Increasing demand for treatment
The need for mental health treatment has greatly increased across Ukraine, health professionals say, even as they deal with the effects of war on their own lives.
“The demand is huge,” said psychotherapist Pavlo Horbenko. Since 2014, Horbenko has been treating people affected by war at a health center in Ukraine’s capital, Kyiv. In 2014, Russia seized control of Crimea and set up Russian-allied states in eastern Ukraine.
He noted a large increase in patients seeking treatment for sexual violence, loss of loved ones, and suicidal thoughts. “Previously, it was one or two requests a week, and now there can be 10 a day.”
He added that the need for mental health treatment increases after a war. Sometimes the signs of mental health problems appear as calm and order begin to return to life in a former war zone.
Horbenko said Ukraine needs more mental health care specialists.
Health care workers also affected
Lebanese psychiatrist Maya Bizri recently visited Ukraine as part of a program run by the medical aid organization MedGlobal. She came to train doctors and nurses to notice mental health issues in both health care workers and patients.

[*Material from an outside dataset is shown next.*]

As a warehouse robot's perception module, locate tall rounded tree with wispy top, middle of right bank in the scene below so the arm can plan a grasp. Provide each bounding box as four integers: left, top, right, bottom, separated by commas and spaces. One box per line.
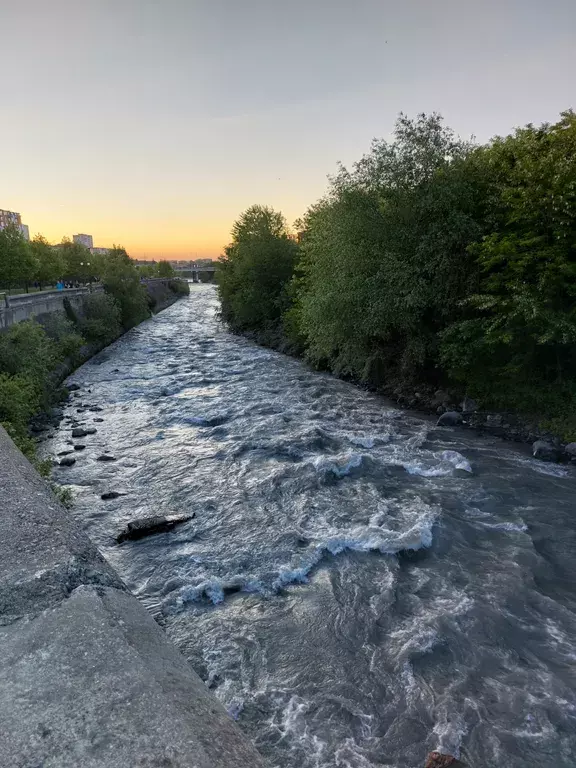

“If you want a health care system that is resilient, you have to take care of your own people,” Bizri said.
Dr. Ludmyla Sevastianova is the psychiatric hospital director in Kramatorsk, in Ukraine’s eastern Donbas area.
The war “affects us just as much as it affects patients,” she said. “We are also worried about our families, our relatives and friends. But we are doing our medical duty, we are helping.”
Sevastianova, a psychiatrist, has made it her mission “to save the hospital in order to keep people working, to save the hospital so it can provide care to patients. This is the goal and it helps.”
However, she knows the war will have long-term effects.
“Things do not pass without a trace. I cut my hand, a scar remains. So it is with our psyche,” Sevastianova said.
I’m Jill Robbins. And I’m Andrew Smith.